Akitas are muscular dogs of ancient Japanese lineage, famous for their dignity, courage, and loyalty. Sometimes wary of strangers and often intolerant of other animals, this breed often only lets their silly, fun-loving side show with family. Early and continuous socialization and training is critical to control these imposing, independent dogs, but these attributes also lend themselves to an excellent guard dog. Akitas are double-coated, shed a lot and need frequent grooming, as well as removing their dead undercoat twice yearly. Although they are large—often over 100 pounds—these dogs do well in fairly small homes, requiring only moderate exercise. Akitas are prone to hip dysplasia, hypothyroidism, eye issues, bloat and other ailments.
2. Belgian Malinois
Belgian Malinois are a high-energy breed, requiring intense exercise and mental stimulation. They quickly become devoted and strongly bonded with a person of choice, making them excellent guardians for the home. These dogs are often seen working as police dogs, competing in canine competitions, and helping with search-and-rescue efforts. They need a job besides offering protection, but routine obedience and other training sessions will help create the ideal guard dog. Their short, waterproof coat requires little care, although extra brushing is necessary to help remove hair during twice-yearly shedding sessions. Highly intelligent, athletic, and devoted, Mals need to be engaged daily. A brief jaunt is not enough, and they often enjoy being included when you bike, hike, or run. You can even consider signing up for agility, tracking, herding, or Schutzhund (i.e., protection) lessons. Belgian Malinois are prone to hip dysplasia, cataracts, Epilepsy and thyroid disease to name a few.
3. German shepherd dogs
German shepherd dogs (GSD) are like the Belgian Malinois—fiercely loyal, highly intelligent, and willing to put their lives on the line for their loved ones.
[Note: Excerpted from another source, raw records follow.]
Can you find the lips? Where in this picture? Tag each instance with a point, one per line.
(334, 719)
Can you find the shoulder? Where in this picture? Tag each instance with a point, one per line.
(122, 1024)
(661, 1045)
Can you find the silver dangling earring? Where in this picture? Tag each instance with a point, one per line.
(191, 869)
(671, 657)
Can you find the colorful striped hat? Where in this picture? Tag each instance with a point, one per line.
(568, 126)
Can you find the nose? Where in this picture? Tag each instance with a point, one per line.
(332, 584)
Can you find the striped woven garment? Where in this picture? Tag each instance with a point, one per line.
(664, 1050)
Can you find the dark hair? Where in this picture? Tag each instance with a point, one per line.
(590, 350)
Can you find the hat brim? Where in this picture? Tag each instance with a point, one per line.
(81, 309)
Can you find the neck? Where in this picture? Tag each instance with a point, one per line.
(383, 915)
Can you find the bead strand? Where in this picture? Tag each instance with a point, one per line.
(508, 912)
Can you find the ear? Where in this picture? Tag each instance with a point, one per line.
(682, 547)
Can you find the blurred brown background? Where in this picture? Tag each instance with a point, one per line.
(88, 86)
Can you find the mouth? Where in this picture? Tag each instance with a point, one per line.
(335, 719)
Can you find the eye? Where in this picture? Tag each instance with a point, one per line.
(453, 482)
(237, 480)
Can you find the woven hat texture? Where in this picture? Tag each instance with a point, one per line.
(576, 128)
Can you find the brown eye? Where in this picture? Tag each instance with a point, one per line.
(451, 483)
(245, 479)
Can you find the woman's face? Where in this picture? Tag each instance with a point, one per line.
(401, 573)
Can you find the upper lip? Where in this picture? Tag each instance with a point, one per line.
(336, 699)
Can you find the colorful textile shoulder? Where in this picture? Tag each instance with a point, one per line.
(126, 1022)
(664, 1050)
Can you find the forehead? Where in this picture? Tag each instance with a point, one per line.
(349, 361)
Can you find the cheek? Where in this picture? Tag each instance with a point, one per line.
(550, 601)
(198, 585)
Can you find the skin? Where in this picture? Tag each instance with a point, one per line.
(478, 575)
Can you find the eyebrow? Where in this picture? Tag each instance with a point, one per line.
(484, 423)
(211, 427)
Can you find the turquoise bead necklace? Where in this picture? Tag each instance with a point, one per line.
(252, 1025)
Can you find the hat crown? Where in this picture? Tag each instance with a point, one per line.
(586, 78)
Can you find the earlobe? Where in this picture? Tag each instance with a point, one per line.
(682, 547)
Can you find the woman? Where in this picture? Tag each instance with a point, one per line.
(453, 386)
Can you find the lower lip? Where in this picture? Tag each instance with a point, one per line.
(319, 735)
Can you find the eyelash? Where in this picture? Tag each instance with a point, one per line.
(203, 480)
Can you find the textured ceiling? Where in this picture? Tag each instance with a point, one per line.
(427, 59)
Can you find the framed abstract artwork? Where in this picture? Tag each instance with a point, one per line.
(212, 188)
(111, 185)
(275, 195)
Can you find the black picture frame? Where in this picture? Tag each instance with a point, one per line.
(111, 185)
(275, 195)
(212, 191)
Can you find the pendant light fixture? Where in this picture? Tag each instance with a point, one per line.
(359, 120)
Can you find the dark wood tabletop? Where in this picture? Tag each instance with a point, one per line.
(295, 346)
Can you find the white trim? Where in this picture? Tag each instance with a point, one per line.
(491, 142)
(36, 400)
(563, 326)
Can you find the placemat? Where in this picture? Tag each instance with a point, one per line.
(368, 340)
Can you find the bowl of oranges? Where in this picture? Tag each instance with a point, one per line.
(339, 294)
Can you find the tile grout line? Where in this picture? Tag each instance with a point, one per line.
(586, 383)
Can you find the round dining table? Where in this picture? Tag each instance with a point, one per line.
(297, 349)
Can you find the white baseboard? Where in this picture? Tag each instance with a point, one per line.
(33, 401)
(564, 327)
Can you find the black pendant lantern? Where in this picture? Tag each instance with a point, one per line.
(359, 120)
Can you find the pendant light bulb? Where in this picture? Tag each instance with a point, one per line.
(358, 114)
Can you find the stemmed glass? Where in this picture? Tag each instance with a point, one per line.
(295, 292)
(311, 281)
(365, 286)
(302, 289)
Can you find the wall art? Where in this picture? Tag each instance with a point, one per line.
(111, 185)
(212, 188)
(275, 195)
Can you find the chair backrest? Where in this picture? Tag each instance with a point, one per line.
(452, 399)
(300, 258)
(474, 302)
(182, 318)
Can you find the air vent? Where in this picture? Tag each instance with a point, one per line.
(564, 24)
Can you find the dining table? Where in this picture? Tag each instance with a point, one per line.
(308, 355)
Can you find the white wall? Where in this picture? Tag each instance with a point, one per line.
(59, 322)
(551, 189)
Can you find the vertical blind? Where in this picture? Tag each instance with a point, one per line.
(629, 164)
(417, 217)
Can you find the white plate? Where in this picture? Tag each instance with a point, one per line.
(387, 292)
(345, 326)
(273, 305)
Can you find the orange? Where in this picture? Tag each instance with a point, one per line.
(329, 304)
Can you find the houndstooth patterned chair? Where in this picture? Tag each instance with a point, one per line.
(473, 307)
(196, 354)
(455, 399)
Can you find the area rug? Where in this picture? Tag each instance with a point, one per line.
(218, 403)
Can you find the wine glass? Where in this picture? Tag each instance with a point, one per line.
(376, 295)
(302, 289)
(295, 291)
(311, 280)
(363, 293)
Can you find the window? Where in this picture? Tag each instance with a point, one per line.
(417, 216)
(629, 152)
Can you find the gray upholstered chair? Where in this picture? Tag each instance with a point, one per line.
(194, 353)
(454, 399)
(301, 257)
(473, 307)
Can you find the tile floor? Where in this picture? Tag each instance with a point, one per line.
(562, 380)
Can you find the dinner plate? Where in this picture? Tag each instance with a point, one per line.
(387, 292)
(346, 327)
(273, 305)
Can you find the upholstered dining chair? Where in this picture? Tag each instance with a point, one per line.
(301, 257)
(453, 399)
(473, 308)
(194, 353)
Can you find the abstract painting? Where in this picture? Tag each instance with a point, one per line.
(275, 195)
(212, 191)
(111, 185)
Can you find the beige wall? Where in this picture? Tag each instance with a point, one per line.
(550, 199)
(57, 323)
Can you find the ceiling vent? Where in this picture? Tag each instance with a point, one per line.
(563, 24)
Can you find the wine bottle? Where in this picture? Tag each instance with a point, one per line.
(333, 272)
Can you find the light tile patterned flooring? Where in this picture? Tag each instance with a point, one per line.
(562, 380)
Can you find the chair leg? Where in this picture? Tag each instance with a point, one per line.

This breed has a certain aloofness that does not lend itself to indiscriminate friendships, instead discerning between acceptable and unacceptable company in the home. Such a trait creates the basis for a wonderful family companion and protector. Once you have the perfect pet, keep up with continuous exercise and mental stimulation to ensure a happy, confident dog. Also, maintain a good grooming schedule, since this breed has a thick double coat that sheds heavily and requires routine maintenance. GSDs are prone to degenerative myelopathy, bloat, Exocrine Pancreatic Insufficiency, clotting disorders, as well as hip dysplasia.
Rottweilers are the quintessential guard dog breed—thick, blocky, muscular, and imposing—and few are brave enough to sneak past one of these dogs on guard duty. Often self-assured and confident, this breed is commonly aloof with strangers, but turns into a gentle, silly lapdog when around family. Its short coat requires little grooming. The main challenge with rottweilers is their training. They can be headstrong and intelligent, and need a caring and persistent owner, so consider giving your rottweiler a job to help develop your bond. These dogs are at higher than average risk for hip dysplasia, joint disorders, eyelid issues and certain types of cancers.
5. Saint Bernards
Saint Bernards are famous for their patience and role as “nanny dogs,” similar to Staffordshire bull terriers. Often aloof with strangers, these headstrong, intelligent dogs require careful socialization and training to become the ideal family guard dog. This breed comes in short- and long-haired versions, but both need frequent grooming sessions. Despite being such a powerful breed, these dogs need only moderate activity. Saint Bernards often develop hip dysplasia, elbow dysplasia, bone cancer, epilepsy, eye or heart issues.